Ungarn fordert erneut Beendigung des Defizitverfahrens bei der EU

Die ungarische Regierung insistiert weiter darauf, dass "Brüssel, wenn es wirklich nur die Zahlen in Betracht zieht, Ungarn aus dem Defizitverfahren (EDP) entlassen sollte". Das sagte Finanzstaatssekretär Zoltán Cséfalvay im Staatsfernsehen im Zusammenhang mit den aktualisierten Daten zum Haushaltsdefizit 2012, das mit 566,7 Milliarden Forint (heute ca. 1,89 Mrd. EUR) bzw. 2% des BIP geringer ausfiel als die in erster Lesung ermittelten 2,4%. Dass dieser “Erfolg” nicht reicht, wird schlicht ignoriert.

Ungarn, gegen das bereits seit dem EU-Beitritt 2004 ein Defizitverfahren läuft, weil es die Konvergenzkriterien nie erfüllte, ist, das räumte Cséfalvay ein, allerdings auch dazu "verpflichtet, nachzuweisen, dass es das Defizit langfristig unter 3% halten kann." Diesen Nachweis glaubt Cséfalvay allein dadurch erbracht zu haben, dass die Regierung für "2013 2,7% Haushaltsdefizit plant", während die "EU-Prognose von 3,4%" davon "deutlich abweicht". Die Differenz ergibt sich aus den unterschiedlichen Wachstumsprognosen und den damit geringeren Steuereinnahmen, so der Staatssekretär, der die Hauptrisikoquellen damit einfach unter den Tisch fallen lässt.

Aus dem erhobenen Zeigefinger ist längst ein gefühlter Mittelfinger geworden.
Orbán und Barroso in Brüssel.

Außerdem "übersieht" die EU, so der Staatssekretär, dass Ungarn "längst die erforderlichen" Maßnahmen ergriffen habe und nannte die E-Maut und die elektronischen Kassenregister, beides Projekte, die jedoch weit hinter dem Plansoll liegen. Bei ersterem musste eine Ausschreibung wegen Versagens des Gewinners abgeblasen werden, worauf nun, nach Orbáns Worten "der Staat" eine passende Lösung finden wird. Dass das Startdatum vom 1. Juli nicht zu halten ist, dürfte allen klar sein, nur offiziell bleibt "alles im Griff". Bei letzterem, der direkten Verbindung aller Registrierkassen mit dem Finanzamt, musste das Einführungsdatum nach hinten geschoben werden, weil die technische Umsetzbarkeit in der Kürze der Zeit schlicht unmöglich wurde.

Cséfalvay (Foto) beharrte im Morgenprogramm auf M1 weiter darauf, dass sämtliche "Bedenken der Kommission zu managen" sind.

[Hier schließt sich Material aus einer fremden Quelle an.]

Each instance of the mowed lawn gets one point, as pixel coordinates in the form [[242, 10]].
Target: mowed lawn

Allerdings ging er nicht auf einige Hauptbedenken ein, die u.a. darin bestehen, dass der Haushalt durch die wieder dramatisch anschwellende Staatsverschuldung (Allzeithoch im Februar, vornehmlich durch die Forintschwäche,
hier mehr dazu) das gesamte Haushaltsgerüst zum wanken bringen kann. Die erwartbaren Wachstums- und Währungsbasisdaten (das Budget fußt immer noch auf einer Annahme von 283,4 HUF/EUR!) sind bis heute nicht ins Budget eingeflossen, Budapest spielt mit gezinkten Karten.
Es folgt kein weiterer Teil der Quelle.